2月4日、第四回公判が大阪地裁で開かれ、その内容として、弁護側の冒頭陳述(※リンク≫)と、作家の中嶋らも氏の証人質問が行なわれました。
■冒頭陳述は別途アップしてありますが、その趣旨を簡単に箇条書きにしておきます。
1.家族、経歴
- 桂川さんが、正業(印刷業)に従事してきたこと。
- 桂川さん自身に関節痛や神経性疾患があり、父親は81歳と高齢であることに加え、心疾患の持病があること。
- 大麻取締法違反以外の前科はなく、暴力団との関係も皆無であること
2.いわゆる「大麻開放運動」について
- 桂川さんは日本の大麻開放運動を創立し、分派させたりしたわけではないし、組織的に関与したこともないこと。
- 桂川さんが、少なくとも1998年から2001年まで、大麻栽培免許を持っていたこと。さらに、免許交付の却下処分に対して異議申し立てを行なっていたのに、長野県側は何らの対応もしていなかったこと。
- そのような状況のもとで桂川さんが、自身の栽培を黙認されたものと誤解してしまったこと。
- 桂川さんは大麻の使用を望んでいる病人に大麻を分けたことがあり、カンパをもらったことはあるが、桂川さんからその対価を要求したものではないこと。
3.大麻取締法の違憲性について
- 刑罰をもって大麻所持を規制することは、幸福追求権、自己決定権の強度の侵害であること。
- 大麻の取り締まりは、自己決定権の侵害であるばかりか、罪刑の均衡を定める憲法31条にも違反すること。
- 大麻取締法の合憲性を認める最高裁判所の判断は20年も前の情報に基く判断であり、少量の大麻の自己使用は訴追を免除すべきであるとのドイツ連邦憲法裁判所の1994年の決定や、昨今、欧米で大麻の非犯罪化、医療大麻の合法化が進んでいることも参考にすべきであること。
4.まとめ
桂川さんは、カンナビス・カップ、世界見本市の体験や長野県の曖昧な対応から、自身の栽培が黙認されていると思い込んでしまったのであり、決して法秩序を乱すことを目的とした者ではないということ。
■次に中島らもさんの証人質問がありました。その要旨は以下のようなものでした。
(証人質問は弁護側からのみ、検察側からの質問はありませんでした)
- 桂川さんを紹介されるきっかけとなったM氏との出会い、それまでの関係についての質問からはじまり、事件当日の記憶、桂川さんの印象についての確認といった内容、自身の体調についての認識などでまとめられました。
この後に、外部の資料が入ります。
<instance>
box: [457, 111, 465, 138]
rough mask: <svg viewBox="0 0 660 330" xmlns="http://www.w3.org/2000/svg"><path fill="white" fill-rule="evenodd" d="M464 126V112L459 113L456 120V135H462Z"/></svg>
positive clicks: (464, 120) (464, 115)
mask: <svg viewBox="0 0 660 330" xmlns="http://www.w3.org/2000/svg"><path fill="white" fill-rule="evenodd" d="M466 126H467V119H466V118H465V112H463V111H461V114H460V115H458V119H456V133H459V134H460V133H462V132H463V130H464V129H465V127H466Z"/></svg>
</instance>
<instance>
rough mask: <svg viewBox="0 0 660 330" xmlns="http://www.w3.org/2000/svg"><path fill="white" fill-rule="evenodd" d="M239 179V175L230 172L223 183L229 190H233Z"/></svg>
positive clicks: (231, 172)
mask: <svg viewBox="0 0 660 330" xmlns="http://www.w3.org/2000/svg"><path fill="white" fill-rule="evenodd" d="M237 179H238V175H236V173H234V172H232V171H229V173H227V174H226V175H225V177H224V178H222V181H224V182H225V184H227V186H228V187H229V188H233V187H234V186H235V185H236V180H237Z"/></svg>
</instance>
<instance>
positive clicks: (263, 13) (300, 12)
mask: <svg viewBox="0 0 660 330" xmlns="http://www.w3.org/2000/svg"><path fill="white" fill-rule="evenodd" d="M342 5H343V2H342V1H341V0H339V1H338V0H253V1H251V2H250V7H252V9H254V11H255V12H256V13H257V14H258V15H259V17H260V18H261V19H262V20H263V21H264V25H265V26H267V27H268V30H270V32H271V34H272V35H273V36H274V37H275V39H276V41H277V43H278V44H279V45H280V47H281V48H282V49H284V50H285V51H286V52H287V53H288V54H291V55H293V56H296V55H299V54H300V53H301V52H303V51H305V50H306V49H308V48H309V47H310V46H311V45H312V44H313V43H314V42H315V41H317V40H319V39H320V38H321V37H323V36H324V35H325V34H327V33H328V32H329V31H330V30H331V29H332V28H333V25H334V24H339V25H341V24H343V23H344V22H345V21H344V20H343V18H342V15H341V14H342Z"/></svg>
- 本人は12年程前、地元の市民病院で眼圧を測定してもらったところ「緑内障ですね」といわれた記憶がある(しかし当時は特に処方されず、点眼液のみだった)。翌年、他の病気で処方された薬を飲み始めたあたりから、かすみ目、ふらつき、運動失調など身体に不調が出始める。しばらくしてから不調の原因は薬ではないかと思い、やめてみたところ症状が軽くなっていった。その間、緑内障について調べるうち、大麻のことを知り興味を持つようになった。そのことからM氏を思いだし、連絡を取ったところから今回の事件につながった。
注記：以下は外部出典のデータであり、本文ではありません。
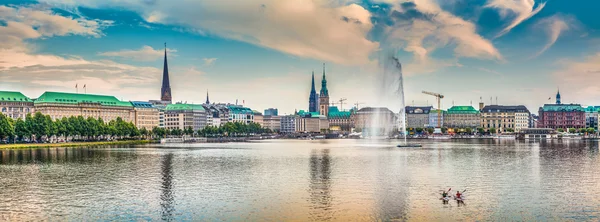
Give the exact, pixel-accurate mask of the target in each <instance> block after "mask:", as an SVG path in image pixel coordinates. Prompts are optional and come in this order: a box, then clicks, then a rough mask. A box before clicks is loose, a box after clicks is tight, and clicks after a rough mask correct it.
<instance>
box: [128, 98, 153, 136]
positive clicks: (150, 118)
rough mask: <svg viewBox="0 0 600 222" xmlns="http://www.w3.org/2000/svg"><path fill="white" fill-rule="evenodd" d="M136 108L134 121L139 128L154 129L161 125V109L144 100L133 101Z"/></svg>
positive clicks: (134, 105)
mask: <svg viewBox="0 0 600 222" xmlns="http://www.w3.org/2000/svg"><path fill="white" fill-rule="evenodd" d="M131 105H132V106H133V110H134V120H133V123H134V124H135V126H136V127H137V128H138V129H143V128H145V129H147V130H152V129H153V128H154V127H158V126H159V116H160V114H159V111H158V108H156V107H154V106H153V105H152V103H149V102H143V101H132V102H131Z"/></svg>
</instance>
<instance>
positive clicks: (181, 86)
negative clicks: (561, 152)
mask: <svg viewBox="0 0 600 222" xmlns="http://www.w3.org/2000/svg"><path fill="white" fill-rule="evenodd" d="M598 8H600V1H595V0H580V1H567V0H547V1H540V0H437V1H436V0H356V1H352V0H244V1H229V0H221V1H214V0H198V1H184V0H168V1H167V0H128V1H123V0H39V1H30V0H1V1H0V90H5V91H20V92H22V93H24V94H25V95H26V96H29V97H31V98H36V97H38V96H39V95H41V94H42V93H43V92H44V91H64V92H76V89H75V85H78V86H79V92H80V93H82V92H83V89H82V86H83V85H86V90H87V93H90V94H103V95H114V96H116V97H117V98H119V99H122V100H143V101H147V100H156V99H159V98H160V87H161V76H162V66H163V56H164V50H165V48H164V43H165V42H166V44H167V48H168V49H167V53H168V56H169V58H168V60H169V74H170V81H171V89H172V95H173V100H174V101H181V102H187V103H203V102H204V101H205V100H206V94H207V92H208V93H209V95H210V100H211V102H225V103H227V102H229V103H235V101H236V100H238V101H239V103H240V104H242V103H244V104H245V105H246V106H248V107H250V108H252V109H255V110H259V111H262V110H264V109H266V108H271V107H273V108H278V109H279V110H280V113H281V114H290V113H293V112H294V110H301V109H304V110H306V109H308V98H309V93H310V83H311V73H312V72H313V71H314V73H315V81H316V83H317V91H318V90H319V89H320V88H321V86H320V83H321V77H322V73H323V63H325V72H326V75H327V88H328V89H329V95H330V97H331V98H330V101H331V102H337V101H339V100H340V99H341V98H345V99H347V100H345V102H344V104H343V107H342V108H343V109H347V108H350V107H351V106H354V104H356V103H358V105H359V107H365V106H386V107H389V108H391V109H392V110H399V107H400V106H399V102H398V101H400V99H396V98H395V97H394V96H386V94H390V93H391V92H387V91H386V90H388V89H389V88H390V87H385V85H386V84H396V81H391V82H393V83H391V82H390V81H389V79H388V78H386V76H385V72H384V69H383V67H385V65H382V64H385V61H388V60H387V59H386V58H388V57H390V56H395V57H397V58H398V60H399V61H400V62H401V63H402V73H403V75H404V76H403V84H404V87H403V89H404V93H405V101H406V105H413V104H414V105H432V104H434V103H435V98H434V97H432V96H429V95H425V94H422V93H421V91H423V90H425V91H431V92H436V93H441V94H443V95H444V96H445V98H444V99H443V100H442V108H443V109H447V108H449V107H451V106H452V105H471V104H472V105H473V106H475V107H477V103H479V102H480V100H481V101H483V102H484V103H486V104H490V102H491V103H493V104H496V103H497V104H500V105H526V106H527V107H528V108H529V110H530V111H532V112H534V113H537V109H538V108H539V107H540V106H542V105H543V104H545V103H553V102H554V96H555V94H556V91H557V90H558V89H560V93H561V96H562V101H563V103H579V104H582V105H585V106H587V105H600V96H598V95H600V84H598V77H599V76H600V32H599V29H600V20H598V19H597V16H596V14H597V13H596V11H597V9H598ZM382 73H383V74H382ZM382 86H384V87H382ZM391 94H393V93H391ZM496 98H497V99H496ZM550 98H551V99H550ZM496 101H497V102H496ZM337 105H338V106H339V104H337ZM434 106H435V107H437V105H434Z"/></svg>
- 当日初めて出会ったという桂川さんの印象は、とてもおとなしく、会話もほとんど交わしていないが、桂川さんは大麻を売り物だと考えてはいなかった、自分の作物に対して誇りと愛情をもっているように感じたというものだった。
- 渡した金額に関しては、M氏から食品や資料などを送ってもらっていたので、そのお礼も含めたカンパという意味合いが強かった。
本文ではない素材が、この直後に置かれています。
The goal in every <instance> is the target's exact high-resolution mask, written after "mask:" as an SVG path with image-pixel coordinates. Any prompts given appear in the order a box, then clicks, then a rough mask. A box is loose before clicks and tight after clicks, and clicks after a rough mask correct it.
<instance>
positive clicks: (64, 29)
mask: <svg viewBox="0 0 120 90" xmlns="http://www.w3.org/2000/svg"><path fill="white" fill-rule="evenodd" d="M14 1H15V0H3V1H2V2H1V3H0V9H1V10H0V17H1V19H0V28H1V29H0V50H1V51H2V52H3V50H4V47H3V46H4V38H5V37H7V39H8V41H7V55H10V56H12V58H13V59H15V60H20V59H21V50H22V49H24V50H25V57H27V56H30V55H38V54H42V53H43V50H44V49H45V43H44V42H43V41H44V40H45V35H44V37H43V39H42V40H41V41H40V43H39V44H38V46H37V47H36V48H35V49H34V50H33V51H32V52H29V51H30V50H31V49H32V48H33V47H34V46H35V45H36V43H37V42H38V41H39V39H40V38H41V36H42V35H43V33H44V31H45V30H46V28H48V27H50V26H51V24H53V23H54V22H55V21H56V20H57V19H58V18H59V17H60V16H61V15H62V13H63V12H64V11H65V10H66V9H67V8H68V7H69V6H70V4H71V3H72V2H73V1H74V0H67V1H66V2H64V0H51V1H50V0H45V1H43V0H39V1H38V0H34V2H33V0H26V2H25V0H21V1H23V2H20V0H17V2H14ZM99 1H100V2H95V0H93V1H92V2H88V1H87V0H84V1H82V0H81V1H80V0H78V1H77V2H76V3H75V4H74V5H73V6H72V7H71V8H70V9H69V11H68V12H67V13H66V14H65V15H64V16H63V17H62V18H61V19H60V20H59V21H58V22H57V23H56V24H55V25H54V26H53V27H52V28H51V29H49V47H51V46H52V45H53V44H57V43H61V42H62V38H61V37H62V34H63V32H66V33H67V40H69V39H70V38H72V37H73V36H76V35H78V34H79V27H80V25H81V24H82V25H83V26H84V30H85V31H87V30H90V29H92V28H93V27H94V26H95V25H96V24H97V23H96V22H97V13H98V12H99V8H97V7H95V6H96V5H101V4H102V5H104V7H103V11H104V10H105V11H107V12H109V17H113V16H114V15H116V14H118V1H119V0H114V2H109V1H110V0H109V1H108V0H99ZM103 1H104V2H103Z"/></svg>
- 最後に、大麻は実際に緑内障に効果がありましたかという質問に対して、効果はあったかどうかはわかりませんが、大麻でこころが和み、おだやかになり、恐怖心が下がりましたと答えた。
- 現在、中島氏は視力もかなり落ちているそうで、歩くことも辛そうな様子。裁判官も中島氏にかなり気遣いを見せているように感じられた。